RIUNIONE AL NAZARENO

Ma il tema era troppo caldo per non avere risposte. Sicché, informatosi sulle carte fin qui emerse, mettendo insieme quanto già sapeva e aveva riscontrato, Renzi con i suoi è stato alquanto esplicito: «Certo, politicamente Maurizio non è facile da sostenere». E poco dopo, sempre ai suoi: «Nei prossimi giorni ne sapremo di più, ma un problema c'è, rimane». Non è una condanna giudiziaria o morale, più che altro appare come una presa d'atto di insostenibilità politica. «Siamo a inizio inchiesta, prematuro trarre elementi di colpevolezza per il ministro e il governo», la posizione del sottosegretario Graziano Del Rio.



Più articolato il ragionamento che trapela a tarda sera da palazzo Chigi. Massima fiducia nella magistratura, bene che si faccia piena, totale chiarezza. Quanto a Ercole Incalza, dal 31 dicempre scorso - ricordano - non è più al ministero e all'epoca fu una precisa richiesta proprio di palazzo Chigi. Questo, insomma, è il governo di Cantone, nessuno sfugge allo scrutinio che deve valere per tutti, nessuno escluso. Ma nessuno utilizzi questi fatti per dare il messaggio che sono tutti uguali, che i grandi eventi tipo Expo non si possono fare e siamo condannati a soccombere alla corruzione. Non è così e in particolare su Expo il governo non si arrende.
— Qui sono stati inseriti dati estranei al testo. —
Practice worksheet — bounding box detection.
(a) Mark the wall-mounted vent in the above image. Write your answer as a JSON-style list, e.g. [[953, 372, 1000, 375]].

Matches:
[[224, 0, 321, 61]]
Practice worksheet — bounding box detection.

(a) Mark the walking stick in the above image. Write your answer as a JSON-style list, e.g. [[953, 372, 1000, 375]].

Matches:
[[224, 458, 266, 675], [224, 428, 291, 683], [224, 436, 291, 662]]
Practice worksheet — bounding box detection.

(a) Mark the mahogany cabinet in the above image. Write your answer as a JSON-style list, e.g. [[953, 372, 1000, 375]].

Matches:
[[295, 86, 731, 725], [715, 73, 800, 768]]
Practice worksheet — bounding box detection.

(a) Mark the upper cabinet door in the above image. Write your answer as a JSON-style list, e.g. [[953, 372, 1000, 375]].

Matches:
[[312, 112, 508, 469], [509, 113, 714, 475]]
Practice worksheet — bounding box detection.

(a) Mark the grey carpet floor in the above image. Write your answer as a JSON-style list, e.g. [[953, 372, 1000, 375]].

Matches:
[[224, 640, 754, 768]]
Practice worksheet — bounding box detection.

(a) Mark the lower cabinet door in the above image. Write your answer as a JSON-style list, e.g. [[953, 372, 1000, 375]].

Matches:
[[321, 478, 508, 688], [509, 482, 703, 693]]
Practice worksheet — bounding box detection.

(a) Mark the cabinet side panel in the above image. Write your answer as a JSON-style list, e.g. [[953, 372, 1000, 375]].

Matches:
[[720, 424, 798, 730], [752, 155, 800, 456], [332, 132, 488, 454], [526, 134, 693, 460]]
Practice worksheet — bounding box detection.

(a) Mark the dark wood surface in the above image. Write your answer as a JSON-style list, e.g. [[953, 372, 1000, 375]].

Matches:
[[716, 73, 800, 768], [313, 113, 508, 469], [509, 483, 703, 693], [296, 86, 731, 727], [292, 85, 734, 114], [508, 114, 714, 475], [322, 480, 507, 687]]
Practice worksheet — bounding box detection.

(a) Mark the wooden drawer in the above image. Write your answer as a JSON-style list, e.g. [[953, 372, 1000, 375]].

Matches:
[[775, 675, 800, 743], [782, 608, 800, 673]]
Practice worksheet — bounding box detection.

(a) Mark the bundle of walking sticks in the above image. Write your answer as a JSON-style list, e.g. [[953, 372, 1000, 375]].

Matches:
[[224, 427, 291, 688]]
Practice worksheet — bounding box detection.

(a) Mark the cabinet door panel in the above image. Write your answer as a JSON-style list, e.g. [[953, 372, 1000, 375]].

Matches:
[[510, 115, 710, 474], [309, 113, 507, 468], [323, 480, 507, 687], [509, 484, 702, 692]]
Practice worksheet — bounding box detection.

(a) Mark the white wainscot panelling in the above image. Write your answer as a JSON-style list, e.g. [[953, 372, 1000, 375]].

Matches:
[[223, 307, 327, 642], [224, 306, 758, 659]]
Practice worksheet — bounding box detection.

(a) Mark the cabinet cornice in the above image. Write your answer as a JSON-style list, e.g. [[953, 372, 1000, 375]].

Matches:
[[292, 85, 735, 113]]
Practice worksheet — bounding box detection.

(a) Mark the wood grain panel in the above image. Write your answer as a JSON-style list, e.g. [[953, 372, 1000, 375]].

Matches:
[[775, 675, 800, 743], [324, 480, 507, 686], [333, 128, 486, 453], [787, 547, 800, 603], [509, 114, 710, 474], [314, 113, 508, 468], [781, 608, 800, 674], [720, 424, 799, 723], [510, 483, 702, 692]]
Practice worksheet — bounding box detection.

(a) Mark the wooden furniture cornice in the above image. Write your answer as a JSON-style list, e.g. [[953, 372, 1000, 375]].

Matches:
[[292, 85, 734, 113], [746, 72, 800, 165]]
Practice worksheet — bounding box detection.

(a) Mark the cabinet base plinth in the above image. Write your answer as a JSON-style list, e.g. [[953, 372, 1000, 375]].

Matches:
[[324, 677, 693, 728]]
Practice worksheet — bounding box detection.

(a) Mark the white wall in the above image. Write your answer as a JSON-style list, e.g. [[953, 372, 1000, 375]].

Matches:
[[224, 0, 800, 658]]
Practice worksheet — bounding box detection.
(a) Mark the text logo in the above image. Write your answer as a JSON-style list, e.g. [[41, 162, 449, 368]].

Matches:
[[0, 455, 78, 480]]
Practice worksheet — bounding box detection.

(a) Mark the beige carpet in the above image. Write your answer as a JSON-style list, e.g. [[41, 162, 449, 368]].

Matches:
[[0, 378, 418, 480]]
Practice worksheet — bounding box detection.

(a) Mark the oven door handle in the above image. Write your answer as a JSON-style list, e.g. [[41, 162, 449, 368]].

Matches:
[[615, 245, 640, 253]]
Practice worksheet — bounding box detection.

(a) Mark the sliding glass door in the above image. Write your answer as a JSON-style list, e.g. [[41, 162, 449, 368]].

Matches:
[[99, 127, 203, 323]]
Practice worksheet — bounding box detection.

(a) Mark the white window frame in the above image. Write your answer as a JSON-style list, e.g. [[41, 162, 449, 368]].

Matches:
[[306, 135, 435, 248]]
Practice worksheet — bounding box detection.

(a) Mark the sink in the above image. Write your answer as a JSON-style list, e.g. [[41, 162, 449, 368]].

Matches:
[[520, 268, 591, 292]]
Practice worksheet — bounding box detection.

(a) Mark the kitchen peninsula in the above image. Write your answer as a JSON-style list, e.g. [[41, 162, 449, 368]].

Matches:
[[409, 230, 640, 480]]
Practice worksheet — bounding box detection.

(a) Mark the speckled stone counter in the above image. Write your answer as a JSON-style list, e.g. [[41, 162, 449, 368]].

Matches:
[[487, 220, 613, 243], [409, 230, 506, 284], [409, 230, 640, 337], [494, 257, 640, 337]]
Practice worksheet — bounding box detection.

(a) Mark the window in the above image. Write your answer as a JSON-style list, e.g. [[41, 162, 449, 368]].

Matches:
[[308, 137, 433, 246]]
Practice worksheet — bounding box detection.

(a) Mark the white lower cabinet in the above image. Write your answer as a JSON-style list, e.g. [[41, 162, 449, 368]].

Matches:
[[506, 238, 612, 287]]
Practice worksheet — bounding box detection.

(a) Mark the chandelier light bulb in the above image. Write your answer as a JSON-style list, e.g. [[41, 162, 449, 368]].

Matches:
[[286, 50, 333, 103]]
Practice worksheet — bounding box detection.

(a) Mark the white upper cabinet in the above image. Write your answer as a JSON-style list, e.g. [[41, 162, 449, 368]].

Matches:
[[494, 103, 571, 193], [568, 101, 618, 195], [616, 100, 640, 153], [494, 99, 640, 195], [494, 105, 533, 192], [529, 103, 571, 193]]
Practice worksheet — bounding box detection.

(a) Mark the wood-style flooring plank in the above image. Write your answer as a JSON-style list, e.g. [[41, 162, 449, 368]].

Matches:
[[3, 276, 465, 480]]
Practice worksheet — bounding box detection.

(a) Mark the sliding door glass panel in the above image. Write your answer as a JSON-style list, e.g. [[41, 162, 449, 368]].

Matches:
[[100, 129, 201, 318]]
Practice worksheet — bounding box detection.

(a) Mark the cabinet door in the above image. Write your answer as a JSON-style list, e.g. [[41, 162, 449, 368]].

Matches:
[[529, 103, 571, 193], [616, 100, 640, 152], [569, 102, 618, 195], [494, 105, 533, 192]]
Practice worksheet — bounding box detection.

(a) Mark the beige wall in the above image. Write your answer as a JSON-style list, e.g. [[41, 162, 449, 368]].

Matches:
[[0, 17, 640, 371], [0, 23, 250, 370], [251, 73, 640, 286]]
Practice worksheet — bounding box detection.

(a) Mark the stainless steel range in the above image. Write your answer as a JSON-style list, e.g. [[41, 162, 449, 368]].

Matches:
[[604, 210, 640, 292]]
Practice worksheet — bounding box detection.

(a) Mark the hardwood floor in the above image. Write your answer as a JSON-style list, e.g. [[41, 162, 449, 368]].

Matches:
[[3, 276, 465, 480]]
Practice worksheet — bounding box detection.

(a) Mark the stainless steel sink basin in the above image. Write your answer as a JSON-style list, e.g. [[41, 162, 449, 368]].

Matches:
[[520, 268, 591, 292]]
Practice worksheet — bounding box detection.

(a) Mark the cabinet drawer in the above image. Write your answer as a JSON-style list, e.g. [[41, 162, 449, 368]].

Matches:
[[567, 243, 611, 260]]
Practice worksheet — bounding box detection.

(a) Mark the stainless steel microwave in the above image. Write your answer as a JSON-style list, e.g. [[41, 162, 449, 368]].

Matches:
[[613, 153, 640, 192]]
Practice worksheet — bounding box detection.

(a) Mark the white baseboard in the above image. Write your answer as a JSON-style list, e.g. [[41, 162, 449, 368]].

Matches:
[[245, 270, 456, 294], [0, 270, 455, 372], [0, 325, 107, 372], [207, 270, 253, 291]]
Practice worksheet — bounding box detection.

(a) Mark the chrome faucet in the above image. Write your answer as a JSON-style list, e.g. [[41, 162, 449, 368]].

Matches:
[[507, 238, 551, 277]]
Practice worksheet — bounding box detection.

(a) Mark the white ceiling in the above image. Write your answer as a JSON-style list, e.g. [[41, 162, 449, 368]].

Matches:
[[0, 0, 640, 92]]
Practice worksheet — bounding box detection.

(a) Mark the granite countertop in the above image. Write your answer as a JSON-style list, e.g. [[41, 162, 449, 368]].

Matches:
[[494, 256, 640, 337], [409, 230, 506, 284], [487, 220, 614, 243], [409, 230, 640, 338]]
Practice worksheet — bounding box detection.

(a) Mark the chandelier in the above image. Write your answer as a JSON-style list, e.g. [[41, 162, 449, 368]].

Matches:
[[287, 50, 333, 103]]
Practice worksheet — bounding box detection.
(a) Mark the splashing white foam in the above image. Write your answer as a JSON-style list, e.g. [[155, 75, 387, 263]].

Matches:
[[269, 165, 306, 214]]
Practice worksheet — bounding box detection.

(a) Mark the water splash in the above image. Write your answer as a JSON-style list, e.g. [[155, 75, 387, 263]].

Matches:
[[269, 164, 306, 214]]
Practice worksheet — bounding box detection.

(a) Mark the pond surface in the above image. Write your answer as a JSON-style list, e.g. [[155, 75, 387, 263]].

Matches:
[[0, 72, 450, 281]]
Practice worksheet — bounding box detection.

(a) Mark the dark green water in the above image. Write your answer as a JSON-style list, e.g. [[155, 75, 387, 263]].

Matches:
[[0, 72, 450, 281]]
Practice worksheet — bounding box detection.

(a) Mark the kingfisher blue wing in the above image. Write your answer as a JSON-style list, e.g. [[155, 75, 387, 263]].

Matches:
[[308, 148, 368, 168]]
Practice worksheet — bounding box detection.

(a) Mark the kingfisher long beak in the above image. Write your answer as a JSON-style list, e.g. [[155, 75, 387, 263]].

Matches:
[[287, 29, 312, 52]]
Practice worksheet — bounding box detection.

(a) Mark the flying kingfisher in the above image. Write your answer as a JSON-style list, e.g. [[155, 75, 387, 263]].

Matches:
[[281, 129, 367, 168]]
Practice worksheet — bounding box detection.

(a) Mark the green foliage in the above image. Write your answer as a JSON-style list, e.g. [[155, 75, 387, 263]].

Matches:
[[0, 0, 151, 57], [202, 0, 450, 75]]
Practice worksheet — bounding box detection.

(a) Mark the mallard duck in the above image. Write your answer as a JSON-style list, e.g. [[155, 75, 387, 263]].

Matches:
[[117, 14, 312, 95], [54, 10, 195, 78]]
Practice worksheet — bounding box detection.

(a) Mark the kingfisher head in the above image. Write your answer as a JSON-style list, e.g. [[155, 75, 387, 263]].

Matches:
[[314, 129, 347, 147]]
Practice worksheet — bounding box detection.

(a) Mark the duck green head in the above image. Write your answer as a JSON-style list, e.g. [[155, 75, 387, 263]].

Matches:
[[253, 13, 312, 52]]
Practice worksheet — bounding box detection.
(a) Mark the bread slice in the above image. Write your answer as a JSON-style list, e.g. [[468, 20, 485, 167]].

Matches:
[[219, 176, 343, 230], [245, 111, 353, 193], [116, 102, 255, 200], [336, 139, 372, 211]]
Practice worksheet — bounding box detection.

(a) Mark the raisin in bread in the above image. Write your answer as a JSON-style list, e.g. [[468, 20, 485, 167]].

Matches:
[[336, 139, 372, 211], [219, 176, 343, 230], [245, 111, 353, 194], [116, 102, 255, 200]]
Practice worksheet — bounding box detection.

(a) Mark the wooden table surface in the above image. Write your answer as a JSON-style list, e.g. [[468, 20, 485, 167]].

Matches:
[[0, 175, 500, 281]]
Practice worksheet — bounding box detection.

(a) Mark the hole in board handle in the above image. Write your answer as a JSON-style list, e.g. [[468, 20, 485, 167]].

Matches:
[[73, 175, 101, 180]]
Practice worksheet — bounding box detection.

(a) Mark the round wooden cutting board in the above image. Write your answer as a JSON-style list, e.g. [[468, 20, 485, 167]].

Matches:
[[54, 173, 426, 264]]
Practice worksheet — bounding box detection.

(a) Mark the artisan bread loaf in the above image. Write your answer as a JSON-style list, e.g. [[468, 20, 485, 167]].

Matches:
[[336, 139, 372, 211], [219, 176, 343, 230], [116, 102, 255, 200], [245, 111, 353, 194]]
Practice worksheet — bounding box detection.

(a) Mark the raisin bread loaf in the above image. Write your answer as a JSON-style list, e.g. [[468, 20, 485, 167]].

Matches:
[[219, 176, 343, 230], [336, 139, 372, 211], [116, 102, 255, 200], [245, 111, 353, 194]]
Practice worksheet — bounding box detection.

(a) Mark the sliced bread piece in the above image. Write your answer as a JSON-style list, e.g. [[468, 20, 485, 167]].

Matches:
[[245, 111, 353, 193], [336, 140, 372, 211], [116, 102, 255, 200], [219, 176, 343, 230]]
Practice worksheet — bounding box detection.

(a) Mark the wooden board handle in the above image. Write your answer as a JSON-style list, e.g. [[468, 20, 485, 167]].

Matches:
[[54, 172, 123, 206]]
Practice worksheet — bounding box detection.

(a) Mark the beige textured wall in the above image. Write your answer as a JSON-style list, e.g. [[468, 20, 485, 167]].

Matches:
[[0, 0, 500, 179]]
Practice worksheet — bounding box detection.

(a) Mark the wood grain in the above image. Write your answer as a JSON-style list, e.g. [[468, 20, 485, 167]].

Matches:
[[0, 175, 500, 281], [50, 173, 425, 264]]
E lui, il ministro? La parola dimissioni Lupi non la vuole neanche sentire nominare, e infatti non la nomina. Il responsabile delle Infrastrutture ha informato di avere espresso «massima disponibilità» verso la magistratura e le inchieste connesse, aggiungendo che «ognuno risponderà degli errori fatti, se li ha fatti, ma non possiamo fermare la grandi opere. Siamo al fianco della magistratura». Per tutto il giorno in contatto con Alfano, ieri sera i due hanno avuto un lungo faccia a faccia. Dall'Ncd sono arrivate prese di posizione tese a stigmatizzare la cosiddetta «macchina del fango». Per tutti, Gaetano Quagliariello, che di Ncd è il coordinatore: «Sì alla trasparenza, no al fango nel ventilatore, la lotta agli abusi si conduce anche con la serietà e la civiltà». Dichiarazioni anche da altri centristi come Cicchitto, De Girolamo, Sammarco, Bianconi.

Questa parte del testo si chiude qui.